I've kept a personal journal for over 20 years - before some people on Twitter could even hold a crayon. Before computers, I wrote by hand. When I could finally afford it, I bought a typewriter. There are stacks of notebooks in the attic filled with fading ink on yellowing paper – and I've never once looked back to read any of it. I've always used writing as a cathartic tool – to get my feelings out, and let them go. In fact, I fear going back to see how stupid I was about things. And how poorly I wrote. And to actually revisit some of the most emotional places in my life. But the one thing I can't escape is that I'm a writer. And I'll probably die broke because of it.
When I was about ten, I wrote a neighborhood newspaper. During the week I'd gather interesting stories from around the hood, and on the weekends I'd hand-scribe about a dozen double-sided loose leaf pages (with the exact same information.) Then I'd roll them into tubes, snap a rubber band around them and deliver them to my neighbors. This ended after my mother received cease and desist requests from other moms. It turned out I was a bit too candid with my reporting. But journalism was never my bag anyway. I was just bored – and needed the writing practice.
As an advertising copywriter, I now make a living by twisting ideas for companies that pay me to get people to think differently about things. Between the tedious administrative duties of an entrepreneur and learning the intricacies of Social Media as a marketing device – I've become pretty frustrated lately. I write a lot less and manage a lot more. Yes, I still keep a journal, but I'm beginning to wonder if I'm doing the right thing with my talent. I'm a writer, not an account executive or Social Media guru. My blog gets about 250 visits a day. Yes, I could turn this into ad revenue, but then I'd be no different than 95% of copycat bloggers who post nothing but regurgitated bullshit to satisfy advertisers and egos.
I'm a writer. An observer.
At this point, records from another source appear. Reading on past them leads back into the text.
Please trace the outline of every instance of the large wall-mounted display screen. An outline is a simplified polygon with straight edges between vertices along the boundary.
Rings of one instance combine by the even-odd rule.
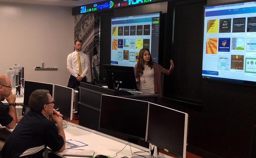
[[[134,67],[143,48],[158,62],[160,13],[111,18],[112,65]]]
[[[256,2],[204,7],[202,76],[256,81]]]

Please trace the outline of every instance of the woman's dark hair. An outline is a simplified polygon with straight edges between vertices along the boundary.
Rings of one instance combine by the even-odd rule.
[[[143,61],[143,56],[144,55],[144,52],[145,51],[148,51],[150,54],[150,51],[147,48],[143,48],[140,50],[139,53],[139,60],[137,63],[138,65],[136,72],[135,72],[135,75],[136,77],[139,77],[141,76],[143,74],[143,72],[144,70],[144,62]],[[152,61],[151,56],[150,56],[149,61],[148,63],[148,65],[152,69],[153,68],[153,62]]]

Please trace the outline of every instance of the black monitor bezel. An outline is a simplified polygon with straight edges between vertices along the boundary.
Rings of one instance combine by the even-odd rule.
[[[102,100],[102,97],[103,96],[110,96],[110,97],[114,97],[121,98],[124,98],[124,99],[134,100],[137,101],[140,101],[140,102],[147,102],[148,103],[148,110],[148,110],[148,112],[147,112],[148,114],[147,114],[147,121],[146,121],[146,129],[145,129],[145,137],[138,137],[138,136],[135,136],[132,135],[129,135],[129,134],[127,134],[122,133],[122,132],[118,132],[117,131],[113,131],[112,130],[110,130],[109,129],[107,129],[106,128],[102,128],[101,127],[100,127],[100,121],[101,121],[101,111],[100,110],[100,119],[99,120],[99,126],[98,126],[98,129],[100,130],[102,130],[102,131],[106,131],[106,132],[110,132],[111,133],[113,133],[114,134],[117,134],[117,135],[120,135],[120,136],[124,136],[125,137],[128,137],[129,138],[135,139],[136,139],[137,140],[142,140],[145,141],[146,141],[146,139],[147,139],[147,135],[148,135],[147,132],[148,132],[148,112],[149,112],[149,106],[150,102],[147,102],[147,101],[145,101],[139,100],[136,100],[133,99],[130,99],[129,98],[123,98],[122,97],[117,97],[117,96],[111,96],[111,95],[104,95],[104,94],[102,94],[101,95],[101,99]]]
[[[131,74],[132,74],[133,76],[131,77],[130,79],[131,80],[128,80],[129,82],[127,83],[132,83],[131,85],[132,87],[121,87],[121,88],[124,88],[127,89],[137,89],[137,84],[136,81],[136,79],[135,78],[135,74],[134,72],[134,68],[128,66],[119,66],[117,65],[107,65],[107,64],[103,64],[103,67],[104,68],[104,74],[105,74],[105,77],[106,78],[106,83],[109,89],[112,90],[114,90],[113,88],[113,81],[112,81],[112,79],[108,78],[108,75],[107,75],[107,71],[108,70],[111,71],[118,71],[119,72],[124,72],[124,69],[125,69],[127,70],[126,72],[130,72]],[[132,72],[133,72],[132,73]]]
[[[69,116],[66,116],[66,115],[65,115],[63,114],[63,113],[61,113],[61,109],[60,109],[58,110],[58,111],[59,111],[63,115],[63,117],[65,119],[68,119],[70,120],[72,120],[72,117],[73,117],[73,103],[74,103],[74,89],[73,89],[71,88],[69,88],[68,87],[65,87],[64,86],[61,86],[60,85],[58,85],[57,84],[54,84],[54,97],[53,97],[53,99],[54,100],[55,100],[56,98],[55,98],[55,93],[58,92],[56,90],[56,87],[61,87],[62,88],[66,88],[67,89],[70,89],[70,90],[71,91],[71,100],[70,101],[70,115]],[[68,97],[67,96],[63,96],[63,97],[66,98]],[[56,103],[55,103],[55,104],[56,104]],[[58,107],[57,106],[55,106],[55,105],[54,105],[55,106],[54,107],[54,109],[58,109]]]
[[[165,151],[169,152],[170,153],[171,153],[172,154],[173,154],[176,156],[177,156],[179,158],[186,158],[186,145],[187,145],[187,135],[188,135],[188,114],[186,113],[184,113],[183,112],[180,112],[176,110],[175,110],[174,109],[172,109],[170,108],[168,108],[167,107],[166,107],[164,106],[162,106],[161,105],[158,105],[156,104],[155,104],[154,103],[149,103],[149,114],[148,114],[148,133],[149,134],[150,134],[150,127],[149,127],[149,122],[150,121],[150,107],[151,106],[158,106],[160,107],[162,107],[162,108],[164,108],[166,109],[166,110],[173,110],[174,111],[176,111],[177,112],[179,112],[181,113],[183,113],[184,115],[184,137],[183,137],[183,155],[180,155],[176,153],[175,152],[174,152],[173,151],[172,151],[172,150],[171,149],[168,149],[167,148],[166,148],[165,147],[163,146],[162,145],[161,145],[159,144],[158,142],[156,142],[155,141],[151,141],[150,140],[150,139],[149,139],[148,136],[147,137],[147,142],[148,142],[154,145],[155,145],[159,148],[161,148],[164,150],[165,150]],[[166,119],[166,120],[169,120],[169,119],[170,119],[170,118],[168,117],[167,119]]]
[[[28,96],[27,96],[27,95],[26,94],[27,94],[27,93],[26,92],[26,84],[27,85],[28,82],[28,83],[32,82],[32,83],[39,83],[39,84],[47,84],[48,85],[52,85],[52,91],[49,91],[49,92],[50,94],[52,96],[53,98],[54,97],[54,84],[52,84],[51,83],[44,83],[43,82],[37,82],[36,81],[28,81],[27,80],[25,80],[25,81],[24,81],[24,83],[25,83],[24,92],[24,101],[23,101],[23,103],[24,105],[28,106],[29,106],[29,105],[28,104],[28,101],[29,100],[29,97],[30,96],[30,95],[31,95],[31,93],[30,95],[30,96],[28,96],[28,98],[27,99],[27,103],[26,102],[26,101],[27,101],[26,99],[27,99],[27,97],[28,97]],[[42,89],[44,89],[43,87],[42,87]],[[35,90],[37,89],[35,89],[34,90]],[[31,93],[32,93],[32,92],[33,92],[33,91],[31,92]],[[27,105],[26,105],[26,104],[27,104]]]

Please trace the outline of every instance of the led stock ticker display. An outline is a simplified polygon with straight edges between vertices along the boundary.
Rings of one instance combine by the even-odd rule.
[[[104,1],[75,7],[72,9],[72,15],[84,14],[88,12],[101,11],[103,10],[113,10],[121,7],[149,4],[163,0],[112,0]]]

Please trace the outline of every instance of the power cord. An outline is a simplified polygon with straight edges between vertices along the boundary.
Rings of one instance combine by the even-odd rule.
[[[144,157],[145,158],[148,158],[146,157],[145,157],[145,156],[142,156],[142,155],[139,155],[139,154],[136,154],[136,153],[144,153],[144,152],[148,152],[148,152],[148,152],[148,151],[143,151],[143,150],[140,150],[140,151],[137,151],[137,152],[132,152],[132,147],[131,147],[131,145],[130,145],[130,142],[128,142],[128,143],[125,146],[124,146],[124,147],[123,148],[123,149],[122,149],[122,150],[121,150],[121,151],[119,151],[119,152],[117,152],[117,153],[116,153],[116,156],[114,156],[114,157],[111,157],[111,158],[114,158],[114,157],[116,157],[116,156],[117,156],[117,154],[118,153],[119,153],[119,152],[121,152],[122,151],[123,151],[123,150],[124,149],[124,148],[125,148],[125,147],[126,147],[126,146],[128,145],[128,144],[129,144],[131,154],[132,154],[132,155],[133,156],[134,154],[135,154],[135,155],[138,155],[138,156],[142,156],[142,157]]]
[[[128,142],[128,143],[126,145],[126,146],[124,146],[124,147],[123,148],[123,149],[122,149],[122,150],[120,150],[120,151],[119,151],[119,152],[117,152],[117,153],[116,153],[116,156],[114,156],[114,157],[111,157],[111,158],[114,158],[114,157],[116,157],[116,156],[117,156],[117,154],[118,153],[119,153],[119,152],[121,152],[122,151],[123,151],[123,150],[124,149],[124,148],[125,148],[125,147],[126,147],[126,146],[127,146],[127,145],[128,145],[128,144],[129,144],[129,143],[130,143],[130,142]]]
[[[149,152],[143,151],[143,150],[141,150],[140,151],[137,151],[136,152],[134,152],[133,153],[133,154],[134,154],[138,155],[138,156],[142,156],[142,157],[144,157],[145,158],[148,158],[146,157],[145,157],[145,156],[143,156],[143,155],[141,155],[136,154],[136,153],[144,153],[144,152],[148,153],[148,152]],[[133,154],[132,155],[133,155]]]

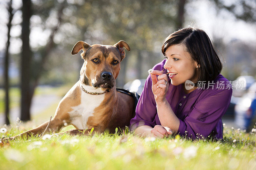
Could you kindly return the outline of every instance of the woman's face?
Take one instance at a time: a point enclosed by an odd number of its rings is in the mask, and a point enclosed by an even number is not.
[[[171,83],[174,85],[184,83],[188,80],[195,83],[198,78],[196,62],[185,49],[183,45],[174,45],[165,51],[166,62],[164,67],[168,70]]]

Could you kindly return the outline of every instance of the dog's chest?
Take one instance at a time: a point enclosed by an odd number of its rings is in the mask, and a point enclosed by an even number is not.
[[[71,124],[79,129],[87,128],[88,118],[93,115],[94,109],[98,107],[104,100],[105,94],[92,95],[81,90],[81,103],[73,107],[73,110],[68,112]]]

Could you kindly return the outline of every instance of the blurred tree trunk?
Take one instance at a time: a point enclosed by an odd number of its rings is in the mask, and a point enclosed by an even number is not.
[[[119,72],[119,75],[116,79],[116,87],[123,88],[125,83],[126,79],[126,72],[127,70],[127,58],[124,59],[121,63],[121,69]]]
[[[187,0],[179,0],[179,1],[178,11],[176,22],[176,26],[177,30],[182,28],[184,26],[185,5],[187,2]]]
[[[6,45],[6,51],[4,57],[4,91],[5,95],[4,113],[5,115],[5,123],[9,124],[10,122],[9,120],[9,113],[10,111],[9,100],[9,79],[8,77],[8,69],[9,68],[9,47],[10,45],[10,32],[12,27],[12,21],[13,16],[12,13],[13,9],[12,7],[12,0],[11,0],[8,5],[8,11],[9,13],[9,22],[7,25],[8,28],[8,32],[7,34],[7,42]]]
[[[41,76],[44,70],[45,63],[50,52],[54,48],[53,38],[62,21],[63,11],[65,6],[64,4],[66,4],[66,2],[65,1],[60,7],[58,13],[57,25],[52,29],[49,39],[41,53],[41,60],[38,63],[34,63],[35,62],[33,62],[34,61],[32,60],[32,53],[29,44],[29,20],[32,14],[31,1],[30,0],[23,1],[21,35],[23,43],[21,52],[21,120],[30,120],[30,107],[35,90],[38,85]],[[32,64],[36,64],[36,69],[32,69]],[[31,73],[31,71],[33,73]]]
[[[141,55],[140,50],[137,50],[137,51],[138,60],[136,61],[136,68],[137,70],[137,73],[138,78],[141,79],[142,78],[142,57]]]
[[[31,98],[30,71],[32,53],[29,46],[29,21],[32,15],[32,11],[31,0],[23,0],[22,3],[20,120],[28,121],[30,120],[30,109]]]
[[[51,32],[47,43],[42,53],[42,58],[40,62],[37,64],[36,72],[34,78],[34,81],[31,89],[31,100],[34,94],[35,90],[38,85],[39,80],[44,70],[45,63],[49,58],[51,52],[54,48],[55,44],[53,39],[54,36],[59,29],[62,21],[63,10],[66,4],[66,1],[63,2],[60,5],[58,11],[58,22],[57,25],[52,29]]]

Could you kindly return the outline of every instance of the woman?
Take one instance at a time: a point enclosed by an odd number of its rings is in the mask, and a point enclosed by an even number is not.
[[[150,71],[131,129],[143,137],[222,139],[221,119],[232,86],[220,74],[222,65],[207,34],[190,27],[180,30],[166,38],[162,52],[166,59]]]

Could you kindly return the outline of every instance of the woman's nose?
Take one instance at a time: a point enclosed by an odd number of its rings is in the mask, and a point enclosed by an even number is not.
[[[168,61],[166,61],[164,65],[164,69],[167,70],[172,68],[171,64],[169,63],[168,62]]]

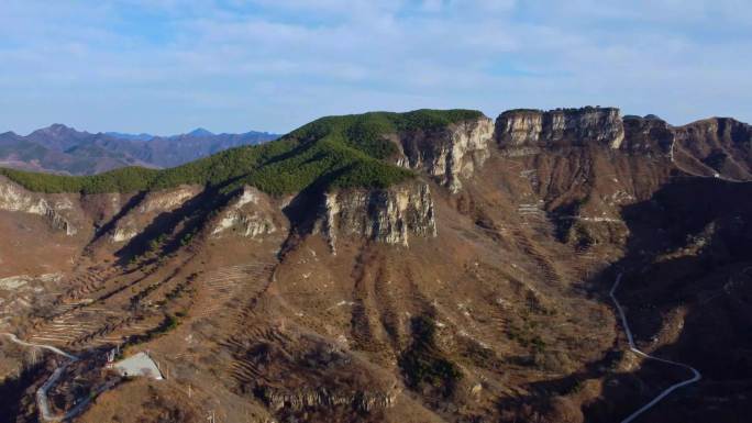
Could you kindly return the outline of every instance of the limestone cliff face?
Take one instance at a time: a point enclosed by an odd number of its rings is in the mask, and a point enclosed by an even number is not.
[[[164,191],[147,193],[131,211],[125,213],[110,232],[112,243],[130,241],[139,235],[159,214],[169,213],[201,192],[198,186],[181,186]]]
[[[508,155],[543,148],[602,145],[618,149],[624,140],[619,109],[511,110],[496,120],[496,138]]]
[[[656,116],[624,116],[621,149],[632,154],[670,156],[676,140],[673,127]]]
[[[340,235],[408,245],[410,234],[436,236],[429,186],[412,182],[378,190],[341,190],[324,196],[316,232],[335,251]]]
[[[461,179],[472,177],[490,155],[493,138],[494,121],[486,116],[442,130],[402,134],[397,140],[401,147],[397,164],[423,170],[457,192],[462,188]]]
[[[211,234],[217,237],[233,232],[236,235],[255,238],[277,231],[272,218],[268,197],[256,188],[244,186],[230,201],[213,224]]]
[[[375,409],[388,409],[394,405],[399,389],[388,392],[360,391],[340,392],[325,388],[301,391],[286,391],[280,389],[262,388],[261,397],[275,411],[284,408],[298,411],[303,409],[321,409],[333,407],[349,407],[362,412]]]
[[[0,178],[0,210],[43,216],[52,229],[73,236],[78,230],[66,215],[73,209],[74,203],[68,196],[30,192]]]
[[[728,118],[706,119],[674,129],[674,153],[683,167],[701,176],[752,179],[752,126]],[[684,163],[684,162],[686,163]]]

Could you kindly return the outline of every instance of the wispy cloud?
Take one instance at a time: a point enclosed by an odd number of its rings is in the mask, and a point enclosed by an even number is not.
[[[4,0],[0,131],[613,104],[752,120],[742,0]]]

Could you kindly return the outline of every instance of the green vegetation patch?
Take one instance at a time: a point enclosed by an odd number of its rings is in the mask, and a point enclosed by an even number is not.
[[[399,357],[408,387],[431,387],[449,397],[462,379],[462,371],[435,346],[435,324],[428,316],[412,319],[412,344]]]
[[[225,190],[247,183],[270,194],[311,185],[385,188],[413,177],[385,160],[397,153],[388,134],[436,131],[482,115],[472,110],[417,110],[329,116],[277,141],[231,148],[169,169],[125,167],[93,176],[59,176],[0,168],[0,175],[37,192],[136,192],[184,183]]]

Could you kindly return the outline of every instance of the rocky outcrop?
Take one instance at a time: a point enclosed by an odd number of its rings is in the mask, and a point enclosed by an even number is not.
[[[413,182],[329,192],[314,230],[328,237],[332,251],[339,235],[407,246],[410,234],[436,236],[431,191],[427,183]]]
[[[334,407],[347,407],[362,412],[374,409],[388,409],[392,407],[398,391],[371,392],[371,391],[338,391],[327,388],[288,391],[264,387],[258,389],[261,398],[274,411],[288,408],[292,411],[302,409],[331,409]]]
[[[618,149],[624,140],[619,109],[511,110],[496,120],[496,140],[507,155],[590,144]]]
[[[277,231],[270,216],[268,197],[256,188],[244,186],[221,213],[211,234],[223,236],[233,231],[240,236],[255,238]]]
[[[752,179],[752,126],[729,118],[714,118],[674,129],[674,153],[679,166],[701,176]],[[684,163],[686,159],[687,163]]]
[[[671,156],[676,140],[673,127],[657,116],[624,116],[621,149],[632,154]]]
[[[29,192],[0,178],[0,210],[41,215],[52,229],[65,232],[68,236],[76,235],[78,230],[62,213],[64,210],[73,209],[73,203],[67,198],[57,197],[47,199],[43,194]]]
[[[201,187],[180,186],[170,190],[147,193],[132,210],[118,220],[110,232],[110,242],[123,243],[132,240],[158,215],[179,209],[199,192],[201,192]]]
[[[457,192],[490,155],[494,121],[486,116],[463,121],[435,131],[401,134],[397,164],[423,170],[439,183]]]

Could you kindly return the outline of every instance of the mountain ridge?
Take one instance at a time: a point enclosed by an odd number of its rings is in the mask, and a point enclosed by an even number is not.
[[[63,175],[92,175],[135,165],[162,168],[276,137],[275,134],[254,131],[243,134],[193,131],[192,134],[167,137],[89,133],[56,123],[25,136],[13,132],[0,134],[0,164]],[[25,151],[26,154],[19,155],[13,149]]]
[[[639,349],[703,374],[642,418],[736,423],[750,135],[611,108],[373,112],[178,168],[4,169],[0,278],[26,285],[0,290],[0,326],[98,352],[69,375],[115,383],[85,422],[192,423],[209,403],[226,421],[606,423],[686,379],[630,352],[623,274]],[[102,376],[115,345],[170,377]]]

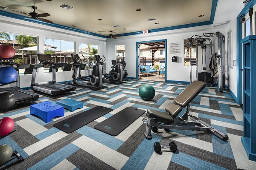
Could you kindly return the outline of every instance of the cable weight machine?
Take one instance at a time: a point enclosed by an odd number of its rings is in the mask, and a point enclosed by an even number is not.
[[[215,36],[216,37],[215,37]],[[216,53],[212,50],[213,37],[216,45]],[[203,36],[195,35],[189,38],[186,44],[189,48],[190,61],[190,82],[192,79],[193,60],[192,49],[195,46],[196,50],[196,80],[209,83],[211,86],[218,84],[218,93],[223,92],[225,86],[225,36],[219,32],[204,33]],[[214,42],[214,41],[213,41]],[[201,52],[199,48],[201,48]]]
And despite throwing myself into Social Media, I'm still something of a recluse. And yet I've managed to make a living with words. However meager. But when I start worrying about how to get people to come to my blog so I can turn those eyeballs into revenue and establish my status as a "thought leader" (in advertising or social media) – and I'm pulling my fucking hair out. I don't care about tips and tricks to get people to blogs so others can gain credibility and ad revenue. I don't. Really.
Sorry for rambling. I'm just not sure where I'm going with this post. I may take a long break from blogging, or maybe I'll parlay off of this chaos to ramp it up a notch. There's no telling. I just know that I'm a copywriter because I have a family to support, and I'm pretty good at it. And yes, I started writing ads when I ran my own newspaper at ten. But one day, I'm going to have to face my fears and tear open the past to figure out why the hell I'm really here.